Feedback Conversations Start in Your Head

Feedback conversations begin with the conversation you have with yourself.

You’ve been playing scenarios out in your head since you decided to give corrective feedback.

Develop a positive attitude and proactive posture before feedback conversations begin.

#1. Choose proactive language. Reject defensiveness.

The conversation you have in your head prepares you for the worst. You anticipate and answer imagined resistance. Practice saying things like:

  1. Assume this feedback is on point. What suggestions would you have for yourself?
  2. Imagine this feedback reflects a reality that you don’t see about yourself. What behaviors might resolve this?
  3. Suppose this feedback is for someone else. What behaviors/practices might help them move forward?

#2. Move toward optimistic thinking.

Place an X on a line that represents your confidence about “Barney’s” potential for improvement.

Doubtful—————-X——————————————-Confident

If your X is closer to doubtful, list three reasons why you didn’t place the X even further toward the left?
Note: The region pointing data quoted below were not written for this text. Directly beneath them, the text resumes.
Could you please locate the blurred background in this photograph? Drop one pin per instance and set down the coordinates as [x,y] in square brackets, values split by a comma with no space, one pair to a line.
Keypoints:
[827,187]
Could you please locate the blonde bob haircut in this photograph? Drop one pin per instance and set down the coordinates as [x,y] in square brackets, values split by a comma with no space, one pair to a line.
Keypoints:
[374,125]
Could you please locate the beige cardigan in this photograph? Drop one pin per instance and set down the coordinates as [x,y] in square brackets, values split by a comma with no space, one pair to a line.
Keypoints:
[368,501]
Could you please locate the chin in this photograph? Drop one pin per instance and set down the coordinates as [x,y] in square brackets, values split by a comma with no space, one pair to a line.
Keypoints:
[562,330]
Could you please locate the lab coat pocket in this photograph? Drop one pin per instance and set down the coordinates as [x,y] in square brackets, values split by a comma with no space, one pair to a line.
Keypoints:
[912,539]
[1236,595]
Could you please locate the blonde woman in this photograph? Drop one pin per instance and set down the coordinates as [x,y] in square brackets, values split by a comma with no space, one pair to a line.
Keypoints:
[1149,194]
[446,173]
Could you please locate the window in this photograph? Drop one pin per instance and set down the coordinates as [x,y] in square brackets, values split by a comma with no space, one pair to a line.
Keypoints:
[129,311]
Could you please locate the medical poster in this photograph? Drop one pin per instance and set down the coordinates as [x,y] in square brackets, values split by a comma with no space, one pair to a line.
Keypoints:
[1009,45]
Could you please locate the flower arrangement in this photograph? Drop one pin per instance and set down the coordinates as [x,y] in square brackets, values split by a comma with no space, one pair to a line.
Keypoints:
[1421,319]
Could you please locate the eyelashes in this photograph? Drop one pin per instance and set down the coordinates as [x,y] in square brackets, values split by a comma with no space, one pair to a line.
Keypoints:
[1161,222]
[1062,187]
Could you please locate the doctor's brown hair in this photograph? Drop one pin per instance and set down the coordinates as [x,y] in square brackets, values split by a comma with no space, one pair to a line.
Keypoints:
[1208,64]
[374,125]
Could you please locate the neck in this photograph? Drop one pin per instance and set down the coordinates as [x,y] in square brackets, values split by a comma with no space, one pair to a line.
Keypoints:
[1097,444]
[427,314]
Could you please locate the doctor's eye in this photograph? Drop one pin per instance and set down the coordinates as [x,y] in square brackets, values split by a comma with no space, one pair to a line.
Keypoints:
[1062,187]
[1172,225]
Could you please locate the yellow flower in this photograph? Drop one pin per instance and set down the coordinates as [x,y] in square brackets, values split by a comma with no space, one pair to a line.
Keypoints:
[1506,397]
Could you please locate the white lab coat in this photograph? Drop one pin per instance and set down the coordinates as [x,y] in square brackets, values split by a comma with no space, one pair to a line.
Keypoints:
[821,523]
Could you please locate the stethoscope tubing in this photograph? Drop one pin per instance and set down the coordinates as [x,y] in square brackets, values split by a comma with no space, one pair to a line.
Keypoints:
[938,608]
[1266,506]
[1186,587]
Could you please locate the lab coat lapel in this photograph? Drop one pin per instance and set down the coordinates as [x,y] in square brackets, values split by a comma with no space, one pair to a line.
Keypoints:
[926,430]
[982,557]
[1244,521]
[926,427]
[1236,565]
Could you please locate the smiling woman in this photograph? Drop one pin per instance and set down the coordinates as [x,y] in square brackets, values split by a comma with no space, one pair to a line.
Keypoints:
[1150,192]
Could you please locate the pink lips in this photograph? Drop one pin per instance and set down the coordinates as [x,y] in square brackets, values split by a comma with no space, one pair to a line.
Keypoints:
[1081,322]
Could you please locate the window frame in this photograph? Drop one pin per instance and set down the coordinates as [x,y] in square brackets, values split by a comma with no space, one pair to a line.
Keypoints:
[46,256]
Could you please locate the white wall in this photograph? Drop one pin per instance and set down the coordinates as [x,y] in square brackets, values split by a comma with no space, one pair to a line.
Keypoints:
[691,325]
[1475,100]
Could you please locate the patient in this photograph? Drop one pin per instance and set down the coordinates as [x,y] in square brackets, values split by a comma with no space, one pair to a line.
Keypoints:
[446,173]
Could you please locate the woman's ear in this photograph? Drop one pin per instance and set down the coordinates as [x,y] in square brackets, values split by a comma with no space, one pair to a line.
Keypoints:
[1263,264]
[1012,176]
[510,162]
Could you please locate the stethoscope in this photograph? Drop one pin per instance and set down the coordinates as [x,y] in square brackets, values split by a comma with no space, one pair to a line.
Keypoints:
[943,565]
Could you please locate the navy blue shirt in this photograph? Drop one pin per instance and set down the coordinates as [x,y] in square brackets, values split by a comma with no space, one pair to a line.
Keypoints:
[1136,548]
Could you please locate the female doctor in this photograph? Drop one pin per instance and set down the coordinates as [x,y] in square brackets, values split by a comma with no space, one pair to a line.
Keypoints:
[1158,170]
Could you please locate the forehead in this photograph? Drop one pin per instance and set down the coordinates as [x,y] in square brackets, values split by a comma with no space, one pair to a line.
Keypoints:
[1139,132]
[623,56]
Give yourself an opportunity to move toward confidence.

Doubtful—————————————-X——————-Confident

If your X is closer to the right, list three reasons for confidence.

#3. Shift language from negative to nonjudgmental.

  • Choose to say “redirecting feedback” instead of “negative feedback”.
  • You might drop the adjective. Just call it “feedback”.
  • Rehearse saying, “I notice,” rather than, “I have feedback.”

#4. List what you really want for Barney.

A noble end is fuel for the journey.

My hopes for Barney include: (What do you really want for the person?)

5 feedback tips:

  1. Explore concerns before making conclusions.
  2. Adopt practices that feel good to you. Choose to walk and talk, rather than sitting in an office, for example.
  3. Don’t wait for big issues to pursue excellence. Frequency elevates comfort. Have regular performance conversations.
  4. Give feedback immediately. Delay is the enemy, unless your emotions are hot.
  5. Commit to the success of everyone on your team. Their success results in organizational success. It’s also yours.

How might leaders manage the conversation they have in their heads before feedback conversations begin?

What tips might help leaders succeed with feedback?